Pommes de terre Une probable surproduction pour 2020

Terre-net Média

Après une production « moyenne » en 2019, le NEPG (Groupement des producteurs de pommes de terre du Nord-Ouest européen) estime qu'il existe un risque de surproduction pour 2020, qui pourrait conduire à un déséquilibre entre l'offre et la demande et apporter de la pression sur les prix.

Pommes de terre En 2019, la production de pommes de terre a augmenté de 5,8 % en France par rapport à 2018, selon le NEPG, et a atteint 6,3 Mt. (©Terre-net Média)

Le NEPG (groupement des cinq plus grands pays producteurs de pommes de terre du Nord-Ouest européen) anticipe une nouvelle hausse des surfaces de pommes de terre pour la récolte 2020, ce qui risquerait de mener à une surproduction si les conditions sont « normales cet été ». « Bien que la demande sur l’industrie soit haussière, et dans une moindre mesure, l’export sur le marché du frais, le NEPG considère que cette tendance est risquée pour l’équilibre offre/demande », et pourrait apporter de la pression sur les prix.
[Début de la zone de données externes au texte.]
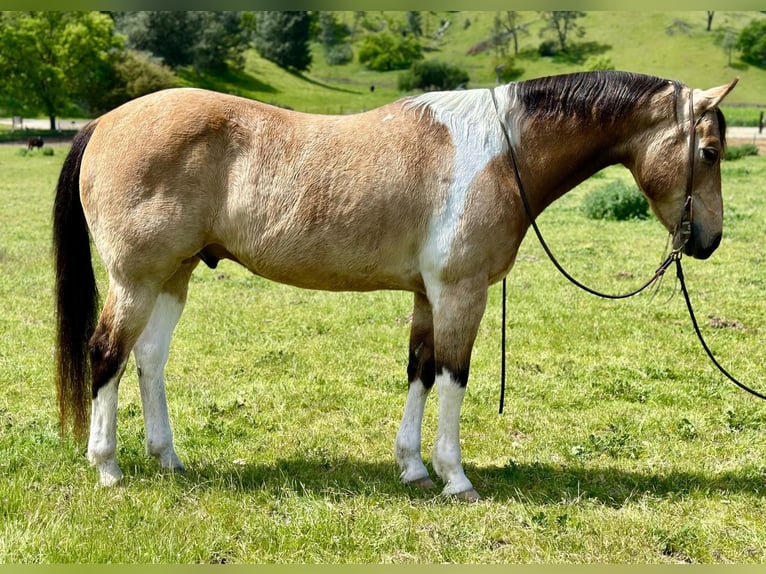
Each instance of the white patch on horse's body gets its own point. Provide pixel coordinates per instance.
(151, 353)
(477, 139)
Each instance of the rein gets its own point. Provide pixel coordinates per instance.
(684, 231)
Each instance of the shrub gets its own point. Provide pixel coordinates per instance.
(432, 75)
(740, 151)
(617, 201)
(386, 51)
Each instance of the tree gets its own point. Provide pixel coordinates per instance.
(388, 51)
(563, 24)
(208, 41)
(752, 43)
(334, 37)
(283, 38)
(48, 59)
(508, 27)
(415, 23)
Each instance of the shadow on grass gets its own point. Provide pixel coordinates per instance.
(538, 483)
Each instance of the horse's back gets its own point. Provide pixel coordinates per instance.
(332, 202)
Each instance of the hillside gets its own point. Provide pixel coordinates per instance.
(667, 44)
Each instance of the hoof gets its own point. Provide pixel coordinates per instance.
(425, 483)
(109, 474)
(175, 469)
(466, 496)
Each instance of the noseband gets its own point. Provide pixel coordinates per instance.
(684, 228)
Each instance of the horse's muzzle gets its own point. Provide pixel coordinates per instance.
(699, 249)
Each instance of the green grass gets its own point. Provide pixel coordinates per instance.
(633, 41)
(619, 442)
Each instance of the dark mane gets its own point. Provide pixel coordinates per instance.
(601, 96)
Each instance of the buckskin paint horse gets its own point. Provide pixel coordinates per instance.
(417, 195)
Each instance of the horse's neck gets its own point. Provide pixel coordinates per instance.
(556, 156)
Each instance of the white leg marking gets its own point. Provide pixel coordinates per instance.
(408, 439)
(151, 352)
(102, 444)
(446, 453)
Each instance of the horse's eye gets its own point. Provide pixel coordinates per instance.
(709, 155)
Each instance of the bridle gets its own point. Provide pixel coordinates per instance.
(684, 228)
(683, 231)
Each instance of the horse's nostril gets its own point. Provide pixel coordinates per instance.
(701, 252)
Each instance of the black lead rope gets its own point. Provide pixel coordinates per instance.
(675, 255)
(680, 275)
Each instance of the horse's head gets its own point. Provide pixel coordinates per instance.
(678, 168)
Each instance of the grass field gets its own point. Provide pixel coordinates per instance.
(619, 443)
(666, 44)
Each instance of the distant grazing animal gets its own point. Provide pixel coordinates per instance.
(417, 195)
(35, 142)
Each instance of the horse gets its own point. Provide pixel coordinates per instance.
(34, 142)
(418, 195)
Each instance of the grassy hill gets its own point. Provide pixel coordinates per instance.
(667, 44)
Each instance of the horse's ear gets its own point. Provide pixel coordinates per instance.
(708, 99)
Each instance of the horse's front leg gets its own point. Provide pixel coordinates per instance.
(420, 373)
(457, 313)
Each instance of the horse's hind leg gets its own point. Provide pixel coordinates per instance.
(457, 313)
(420, 373)
(126, 312)
(151, 352)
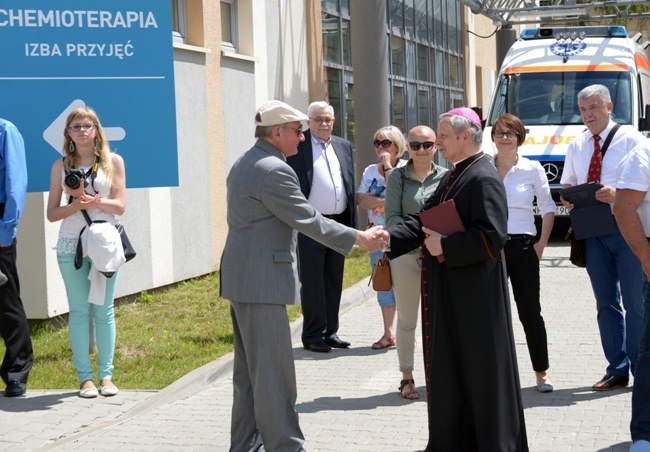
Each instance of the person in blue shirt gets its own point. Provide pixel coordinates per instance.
(19, 355)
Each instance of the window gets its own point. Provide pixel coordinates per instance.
(427, 63)
(229, 25)
(337, 62)
(179, 22)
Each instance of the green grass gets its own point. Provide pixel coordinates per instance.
(161, 336)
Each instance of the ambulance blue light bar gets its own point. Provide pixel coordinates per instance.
(609, 31)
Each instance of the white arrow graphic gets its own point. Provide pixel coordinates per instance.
(53, 135)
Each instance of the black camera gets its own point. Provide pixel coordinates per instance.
(74, 177)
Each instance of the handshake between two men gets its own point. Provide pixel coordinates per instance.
(373, 239)
(377, 238)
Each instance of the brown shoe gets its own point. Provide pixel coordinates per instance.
(609, 382)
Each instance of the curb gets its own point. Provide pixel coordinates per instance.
(211, 373)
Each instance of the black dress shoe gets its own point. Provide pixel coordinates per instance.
(15, 389)
(609, 382)
(336, 342)
(319, 347)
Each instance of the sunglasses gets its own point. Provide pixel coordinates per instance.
(383, 143)
(416, 145)
(298, 130)
(508, 134)
(319, 120)
(78, 127)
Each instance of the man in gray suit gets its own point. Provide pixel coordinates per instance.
(259, 276)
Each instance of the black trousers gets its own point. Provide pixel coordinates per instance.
(321, 278)
(14, 328)
(522, 266)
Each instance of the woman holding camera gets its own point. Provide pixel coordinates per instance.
(90, 178)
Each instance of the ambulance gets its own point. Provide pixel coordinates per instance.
(540, 79)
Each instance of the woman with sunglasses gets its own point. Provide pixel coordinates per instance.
(408, 189)
(99, 189)
(389, 146)
(525, 180)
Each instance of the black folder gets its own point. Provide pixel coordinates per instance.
(444, 219)
(589, 217)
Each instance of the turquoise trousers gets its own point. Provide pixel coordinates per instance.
(77, 288)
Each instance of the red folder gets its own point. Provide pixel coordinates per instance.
(444, 219)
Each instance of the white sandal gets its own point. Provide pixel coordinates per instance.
(88, 393)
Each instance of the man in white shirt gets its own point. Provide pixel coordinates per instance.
(325, 169)
(613, 268)
(632, 210)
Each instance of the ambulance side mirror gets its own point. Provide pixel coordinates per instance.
(644, 123)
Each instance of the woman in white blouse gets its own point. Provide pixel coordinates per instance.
(525, 180)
Sur les cinq dernières années, les surfaces de pommes de terre de consommation ont progressé de 9 % en moyenne, pour s’établir à 613 946 ha en 2019. Une hausse a été observée à l’échelle des cinq pays membres mais c’est en France (14,3 %) et en Belgique (10,6 %) qu’elle a été la plus forte. L’augmentation des surfaces pourrait être amplifiée par des surfaces betteravières en recul dans certains secteurs, ou encore une baisse des élevages, notamment aux Pays-Bas, ce qui laisserait des terres disponibles.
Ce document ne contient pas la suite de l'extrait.